FED INDEPENDENCE: A reporter from Reuters called to ask our view of the assault on Fed independence by Chairman Henry Gonzalez of the House Banking Committee. We told him nothing much would come of it because hardly anyone but Gonzalez wants to monkey with Greenspan while he is producing delightfully low interest rates. We also repeated our long-held view that FOMC meetings should be telecast on C-SPAN, and that by ending all uncertainty about what Greenspan & Co. are up to, interest rates would be marginally lower. The secrecy arguments made by the Fed governors are all baloney, as the governors themselves know. Secrecy is viewed rather as a line of defense against direct political control of monetary policy, which would, they assume, produce inflation. Secrecy, of course, did not prevent the worst inflation in U.S. history these past 20 years. Moreover, the Swiss central bank's deliberations are open to the general public and it hasn't hurt the Swiss franc or bond market. If the Fed were required to peg the gold price at $350, which is our preference, nobody would care if Fed meetings were secret or not, as the governors would not have anything of importance to deliberate. The long bond would quickly go to 3% and Ms. Phillips would no longer have to issue her daily, gloomy forecasts.
NEW JERSEY: We are, of course, rooting for Republican Christie Whitman to defeat Democratic Governor Jim Florio, whose midnight $2.8 billion tax increase in 1990 crippled the state economy and the public finances of every county and municipality. We advised Christie 15 months ago, when it seemed she couldn't lose, that by hiring Ed Rollins as her campaign manager she was buying a millstone around her neck. In fact, he turned her into a cardboard candidate, programmed by polls.

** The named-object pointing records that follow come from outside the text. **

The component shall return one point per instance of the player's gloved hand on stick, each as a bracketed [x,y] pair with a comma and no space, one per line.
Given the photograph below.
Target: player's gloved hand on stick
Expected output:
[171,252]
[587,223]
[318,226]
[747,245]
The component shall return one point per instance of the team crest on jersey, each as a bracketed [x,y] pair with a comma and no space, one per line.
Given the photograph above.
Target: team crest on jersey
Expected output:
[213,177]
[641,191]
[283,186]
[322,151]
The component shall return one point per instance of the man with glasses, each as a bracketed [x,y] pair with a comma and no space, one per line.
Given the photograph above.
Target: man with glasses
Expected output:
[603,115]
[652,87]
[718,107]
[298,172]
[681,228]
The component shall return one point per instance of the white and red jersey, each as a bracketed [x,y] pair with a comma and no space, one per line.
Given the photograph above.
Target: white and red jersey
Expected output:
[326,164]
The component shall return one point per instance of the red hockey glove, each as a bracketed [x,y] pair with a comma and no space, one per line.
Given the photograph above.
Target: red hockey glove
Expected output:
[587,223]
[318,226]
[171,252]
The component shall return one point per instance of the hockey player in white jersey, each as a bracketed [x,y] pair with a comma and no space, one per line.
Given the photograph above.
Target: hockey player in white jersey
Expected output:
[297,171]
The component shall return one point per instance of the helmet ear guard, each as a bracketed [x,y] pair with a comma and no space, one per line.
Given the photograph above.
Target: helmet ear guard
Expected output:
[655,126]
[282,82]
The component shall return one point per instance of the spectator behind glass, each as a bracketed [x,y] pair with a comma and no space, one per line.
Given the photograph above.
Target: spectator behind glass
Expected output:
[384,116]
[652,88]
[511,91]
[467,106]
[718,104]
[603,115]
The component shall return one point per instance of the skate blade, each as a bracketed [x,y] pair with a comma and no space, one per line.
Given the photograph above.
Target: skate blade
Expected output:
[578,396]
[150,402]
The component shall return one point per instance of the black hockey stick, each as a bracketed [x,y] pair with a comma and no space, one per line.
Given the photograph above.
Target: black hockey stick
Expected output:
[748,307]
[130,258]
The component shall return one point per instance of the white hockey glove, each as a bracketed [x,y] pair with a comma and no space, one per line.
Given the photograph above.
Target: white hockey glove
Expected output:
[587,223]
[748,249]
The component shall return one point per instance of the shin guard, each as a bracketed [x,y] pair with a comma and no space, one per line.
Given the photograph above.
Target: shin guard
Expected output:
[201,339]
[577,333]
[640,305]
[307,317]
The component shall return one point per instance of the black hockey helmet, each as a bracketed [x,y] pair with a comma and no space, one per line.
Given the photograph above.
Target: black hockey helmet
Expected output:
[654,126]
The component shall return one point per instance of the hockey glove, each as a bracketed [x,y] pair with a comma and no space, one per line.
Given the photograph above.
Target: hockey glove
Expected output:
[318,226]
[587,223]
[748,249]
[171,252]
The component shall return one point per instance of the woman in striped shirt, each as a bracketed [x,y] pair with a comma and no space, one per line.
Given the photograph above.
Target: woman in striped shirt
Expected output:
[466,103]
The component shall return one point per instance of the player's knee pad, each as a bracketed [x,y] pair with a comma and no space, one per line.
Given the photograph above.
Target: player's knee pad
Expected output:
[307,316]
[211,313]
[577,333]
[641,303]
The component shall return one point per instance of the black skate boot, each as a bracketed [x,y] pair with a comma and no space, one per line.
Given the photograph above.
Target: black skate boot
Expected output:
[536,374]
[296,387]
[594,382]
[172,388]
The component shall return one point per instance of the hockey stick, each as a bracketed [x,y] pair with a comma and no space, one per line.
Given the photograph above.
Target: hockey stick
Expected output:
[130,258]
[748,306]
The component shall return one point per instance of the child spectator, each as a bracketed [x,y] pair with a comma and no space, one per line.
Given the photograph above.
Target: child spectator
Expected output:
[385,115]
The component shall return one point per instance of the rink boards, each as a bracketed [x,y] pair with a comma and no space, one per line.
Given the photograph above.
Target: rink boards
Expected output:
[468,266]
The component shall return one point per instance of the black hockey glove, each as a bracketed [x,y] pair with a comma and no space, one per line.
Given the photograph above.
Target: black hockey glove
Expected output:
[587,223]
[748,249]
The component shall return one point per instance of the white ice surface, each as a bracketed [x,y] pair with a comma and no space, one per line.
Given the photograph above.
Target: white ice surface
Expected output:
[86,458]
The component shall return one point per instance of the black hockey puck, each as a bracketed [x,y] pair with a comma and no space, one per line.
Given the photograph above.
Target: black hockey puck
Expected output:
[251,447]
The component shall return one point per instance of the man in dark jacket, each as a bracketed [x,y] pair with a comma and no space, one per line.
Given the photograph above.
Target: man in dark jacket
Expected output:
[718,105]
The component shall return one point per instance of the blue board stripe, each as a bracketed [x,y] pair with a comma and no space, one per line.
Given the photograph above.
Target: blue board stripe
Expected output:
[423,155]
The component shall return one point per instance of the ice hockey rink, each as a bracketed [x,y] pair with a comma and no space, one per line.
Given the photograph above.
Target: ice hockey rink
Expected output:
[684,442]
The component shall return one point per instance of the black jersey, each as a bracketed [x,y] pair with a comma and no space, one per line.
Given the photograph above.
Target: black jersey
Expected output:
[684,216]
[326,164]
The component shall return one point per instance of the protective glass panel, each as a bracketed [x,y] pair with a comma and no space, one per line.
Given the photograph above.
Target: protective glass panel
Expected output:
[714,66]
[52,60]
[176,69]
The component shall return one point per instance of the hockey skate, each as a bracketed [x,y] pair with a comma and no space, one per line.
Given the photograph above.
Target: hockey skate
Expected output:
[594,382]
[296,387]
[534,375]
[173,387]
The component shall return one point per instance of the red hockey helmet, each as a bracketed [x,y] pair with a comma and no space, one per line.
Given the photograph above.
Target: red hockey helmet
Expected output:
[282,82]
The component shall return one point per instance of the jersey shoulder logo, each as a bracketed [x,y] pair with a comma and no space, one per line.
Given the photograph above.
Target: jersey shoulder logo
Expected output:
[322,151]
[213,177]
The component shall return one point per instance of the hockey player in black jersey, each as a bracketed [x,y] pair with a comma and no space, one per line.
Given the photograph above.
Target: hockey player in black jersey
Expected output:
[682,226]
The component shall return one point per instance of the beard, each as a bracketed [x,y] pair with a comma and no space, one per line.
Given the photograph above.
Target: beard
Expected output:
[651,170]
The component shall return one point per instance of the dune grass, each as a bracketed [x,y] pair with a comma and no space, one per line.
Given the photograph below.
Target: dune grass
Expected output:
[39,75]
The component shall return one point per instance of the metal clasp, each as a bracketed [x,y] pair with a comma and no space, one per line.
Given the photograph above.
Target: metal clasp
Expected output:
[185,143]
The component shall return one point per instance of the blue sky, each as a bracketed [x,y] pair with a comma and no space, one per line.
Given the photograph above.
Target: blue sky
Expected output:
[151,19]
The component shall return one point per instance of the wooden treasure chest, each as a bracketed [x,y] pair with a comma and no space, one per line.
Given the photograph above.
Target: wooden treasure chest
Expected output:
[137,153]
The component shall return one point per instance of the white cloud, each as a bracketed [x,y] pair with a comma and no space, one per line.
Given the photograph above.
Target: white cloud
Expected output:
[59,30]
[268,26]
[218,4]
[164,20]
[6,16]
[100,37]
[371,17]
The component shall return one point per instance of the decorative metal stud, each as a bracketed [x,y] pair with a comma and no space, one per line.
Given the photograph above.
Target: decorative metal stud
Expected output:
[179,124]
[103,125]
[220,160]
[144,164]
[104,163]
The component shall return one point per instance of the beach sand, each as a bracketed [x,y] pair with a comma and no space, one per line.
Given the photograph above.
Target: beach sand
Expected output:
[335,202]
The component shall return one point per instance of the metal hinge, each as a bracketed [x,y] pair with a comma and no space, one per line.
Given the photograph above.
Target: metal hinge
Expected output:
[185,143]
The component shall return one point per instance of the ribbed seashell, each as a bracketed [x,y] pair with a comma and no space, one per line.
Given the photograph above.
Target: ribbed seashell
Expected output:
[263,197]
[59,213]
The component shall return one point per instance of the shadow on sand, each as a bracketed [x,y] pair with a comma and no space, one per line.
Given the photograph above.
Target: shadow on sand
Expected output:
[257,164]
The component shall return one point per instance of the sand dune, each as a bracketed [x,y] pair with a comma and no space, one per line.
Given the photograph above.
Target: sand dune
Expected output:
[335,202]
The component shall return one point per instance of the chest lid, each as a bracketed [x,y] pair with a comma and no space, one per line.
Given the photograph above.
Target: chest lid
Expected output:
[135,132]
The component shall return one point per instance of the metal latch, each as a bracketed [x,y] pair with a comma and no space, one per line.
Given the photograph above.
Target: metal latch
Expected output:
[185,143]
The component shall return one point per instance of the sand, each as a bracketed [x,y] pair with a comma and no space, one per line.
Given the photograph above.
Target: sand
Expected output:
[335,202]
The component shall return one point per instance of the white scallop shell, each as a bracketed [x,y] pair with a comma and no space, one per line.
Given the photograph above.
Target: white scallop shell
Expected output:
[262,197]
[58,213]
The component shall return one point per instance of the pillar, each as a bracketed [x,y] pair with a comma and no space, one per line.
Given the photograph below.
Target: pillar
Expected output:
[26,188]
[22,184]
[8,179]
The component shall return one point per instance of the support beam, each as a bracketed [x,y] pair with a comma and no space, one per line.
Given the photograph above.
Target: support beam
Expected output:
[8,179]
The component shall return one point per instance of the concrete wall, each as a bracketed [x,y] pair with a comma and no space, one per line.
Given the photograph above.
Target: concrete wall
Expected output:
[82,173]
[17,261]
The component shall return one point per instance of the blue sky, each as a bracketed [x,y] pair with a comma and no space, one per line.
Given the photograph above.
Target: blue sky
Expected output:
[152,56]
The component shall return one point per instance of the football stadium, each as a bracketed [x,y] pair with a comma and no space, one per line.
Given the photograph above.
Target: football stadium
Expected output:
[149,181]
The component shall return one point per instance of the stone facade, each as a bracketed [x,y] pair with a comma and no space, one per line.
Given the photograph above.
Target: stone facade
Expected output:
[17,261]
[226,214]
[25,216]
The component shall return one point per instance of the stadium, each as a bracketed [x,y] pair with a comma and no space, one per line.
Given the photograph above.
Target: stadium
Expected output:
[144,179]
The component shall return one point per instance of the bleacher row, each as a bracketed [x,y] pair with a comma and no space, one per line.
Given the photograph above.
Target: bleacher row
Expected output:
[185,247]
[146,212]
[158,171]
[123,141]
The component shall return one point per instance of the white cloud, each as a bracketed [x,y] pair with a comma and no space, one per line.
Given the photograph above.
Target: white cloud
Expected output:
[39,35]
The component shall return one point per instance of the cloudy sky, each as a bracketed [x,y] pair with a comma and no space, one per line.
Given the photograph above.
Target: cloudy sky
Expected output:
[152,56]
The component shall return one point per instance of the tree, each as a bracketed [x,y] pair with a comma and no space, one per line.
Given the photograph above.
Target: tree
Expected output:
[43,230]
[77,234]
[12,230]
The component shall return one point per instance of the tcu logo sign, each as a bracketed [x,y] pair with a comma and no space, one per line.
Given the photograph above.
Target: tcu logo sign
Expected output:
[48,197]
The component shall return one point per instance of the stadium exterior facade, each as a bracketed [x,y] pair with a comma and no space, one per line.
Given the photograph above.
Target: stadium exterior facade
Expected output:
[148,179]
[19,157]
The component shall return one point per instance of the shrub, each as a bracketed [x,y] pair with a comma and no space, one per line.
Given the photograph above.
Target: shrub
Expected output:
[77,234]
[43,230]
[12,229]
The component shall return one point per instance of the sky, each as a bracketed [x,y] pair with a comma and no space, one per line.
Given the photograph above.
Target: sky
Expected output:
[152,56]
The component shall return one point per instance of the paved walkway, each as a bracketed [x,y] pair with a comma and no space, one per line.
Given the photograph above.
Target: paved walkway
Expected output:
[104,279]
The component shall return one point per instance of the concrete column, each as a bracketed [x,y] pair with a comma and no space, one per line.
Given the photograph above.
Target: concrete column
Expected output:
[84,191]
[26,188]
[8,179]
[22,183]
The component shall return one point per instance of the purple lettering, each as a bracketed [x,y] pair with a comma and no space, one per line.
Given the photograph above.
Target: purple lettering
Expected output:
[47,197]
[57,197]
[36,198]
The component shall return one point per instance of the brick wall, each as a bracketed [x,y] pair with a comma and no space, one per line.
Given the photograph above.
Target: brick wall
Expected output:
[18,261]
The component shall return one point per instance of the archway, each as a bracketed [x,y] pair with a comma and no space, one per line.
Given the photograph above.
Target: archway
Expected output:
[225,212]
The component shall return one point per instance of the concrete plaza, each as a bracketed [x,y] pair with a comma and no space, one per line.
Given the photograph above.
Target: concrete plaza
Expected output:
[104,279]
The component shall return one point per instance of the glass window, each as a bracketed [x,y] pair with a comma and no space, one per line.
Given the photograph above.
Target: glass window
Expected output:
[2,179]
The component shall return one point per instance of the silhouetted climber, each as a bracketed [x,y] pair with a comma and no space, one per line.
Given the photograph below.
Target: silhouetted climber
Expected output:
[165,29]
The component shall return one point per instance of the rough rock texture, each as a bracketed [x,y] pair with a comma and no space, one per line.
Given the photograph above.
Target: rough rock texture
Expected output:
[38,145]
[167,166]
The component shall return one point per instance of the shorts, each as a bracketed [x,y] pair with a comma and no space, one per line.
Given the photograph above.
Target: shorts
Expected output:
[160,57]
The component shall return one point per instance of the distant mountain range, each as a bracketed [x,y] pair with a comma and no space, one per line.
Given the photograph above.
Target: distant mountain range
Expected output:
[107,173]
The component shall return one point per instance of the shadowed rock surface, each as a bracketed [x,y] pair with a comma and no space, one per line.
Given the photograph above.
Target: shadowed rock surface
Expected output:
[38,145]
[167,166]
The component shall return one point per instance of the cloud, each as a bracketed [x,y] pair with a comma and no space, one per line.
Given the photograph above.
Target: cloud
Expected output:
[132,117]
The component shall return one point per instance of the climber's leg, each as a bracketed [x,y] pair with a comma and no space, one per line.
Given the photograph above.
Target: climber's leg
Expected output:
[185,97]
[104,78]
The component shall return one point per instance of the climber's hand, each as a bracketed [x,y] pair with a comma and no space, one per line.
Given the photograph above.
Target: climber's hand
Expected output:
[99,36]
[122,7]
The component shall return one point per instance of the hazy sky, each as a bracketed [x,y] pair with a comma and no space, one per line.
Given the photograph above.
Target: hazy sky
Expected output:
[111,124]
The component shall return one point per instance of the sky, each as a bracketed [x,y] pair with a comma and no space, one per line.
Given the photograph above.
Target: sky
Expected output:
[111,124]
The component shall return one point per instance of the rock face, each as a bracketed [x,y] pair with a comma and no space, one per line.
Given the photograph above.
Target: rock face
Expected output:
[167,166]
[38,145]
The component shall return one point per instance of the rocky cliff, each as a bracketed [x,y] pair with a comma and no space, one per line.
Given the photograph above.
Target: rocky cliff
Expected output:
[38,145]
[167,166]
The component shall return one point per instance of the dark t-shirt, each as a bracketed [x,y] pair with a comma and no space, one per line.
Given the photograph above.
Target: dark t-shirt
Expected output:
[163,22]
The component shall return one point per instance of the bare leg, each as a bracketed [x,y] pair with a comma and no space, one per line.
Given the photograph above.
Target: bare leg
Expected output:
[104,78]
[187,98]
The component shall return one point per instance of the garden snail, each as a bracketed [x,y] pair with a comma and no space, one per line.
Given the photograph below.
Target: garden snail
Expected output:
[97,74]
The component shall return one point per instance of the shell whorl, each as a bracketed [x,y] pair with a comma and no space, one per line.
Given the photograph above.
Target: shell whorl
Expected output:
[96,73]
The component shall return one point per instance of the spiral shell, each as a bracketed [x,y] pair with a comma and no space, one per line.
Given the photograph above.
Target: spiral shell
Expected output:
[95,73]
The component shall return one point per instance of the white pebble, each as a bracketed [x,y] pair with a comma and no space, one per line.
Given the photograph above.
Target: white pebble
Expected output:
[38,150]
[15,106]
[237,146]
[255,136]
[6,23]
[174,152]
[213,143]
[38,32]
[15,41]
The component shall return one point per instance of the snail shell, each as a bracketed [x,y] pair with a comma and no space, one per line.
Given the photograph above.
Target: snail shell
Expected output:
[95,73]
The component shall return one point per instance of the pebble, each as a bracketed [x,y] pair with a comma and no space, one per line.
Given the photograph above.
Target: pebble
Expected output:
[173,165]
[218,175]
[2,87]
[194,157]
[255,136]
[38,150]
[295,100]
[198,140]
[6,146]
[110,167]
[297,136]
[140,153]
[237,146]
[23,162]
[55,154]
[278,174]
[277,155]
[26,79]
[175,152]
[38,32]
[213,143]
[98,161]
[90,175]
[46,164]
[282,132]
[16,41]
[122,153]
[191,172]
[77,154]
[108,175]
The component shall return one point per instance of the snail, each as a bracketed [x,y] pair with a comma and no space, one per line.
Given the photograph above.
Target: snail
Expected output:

Instead of expressing a political philosophy that voters might connect with -- which she is capable of doing -- she's running on a tax-cutting pledge that requires dollar-for-dollar spending cuts, which is no different than the Old Guard GOP positions of Eisenhower, Nixon, Ford and Bush. She has seemed to be well behind Florio in the polls, but has been closing the gap in the last few weeks, showing flashes of spontaneity to overcome the lead weight of her professional handlers. She could win narrowly, if only because many voters at the last minute will find themselves unable to reward a politician who showed such total contempt for the democratic process in sneaking through higher taxes. If she does, she'd be a good governor and could someday wind up on the national ticket. Maybe even '96.
NEW YORK CITY: We are, of course, rooting for Democratic incumbent David Dinkins over Republican challenger Rudy Giuliani, although the smart money says Rudy will win. New York City has not been in worse shape in its history, going back to Peter Stuyvesant, but Dinkins has not been the problem. He's been swimming against the tide of the administrations of Bush, Clinton, and Cuomo, and actually hasn't been all that bad under the circumstances. I'm afraid it would reach new depths with Giuliani, a scurrilous character who will do or say anything his handlers tell him to say. If he put together a new team of economic advisors to replace the Old Guard business types picked for him by Wall Streeters, Dinkins would look much better in the next four years, and so would the Apple.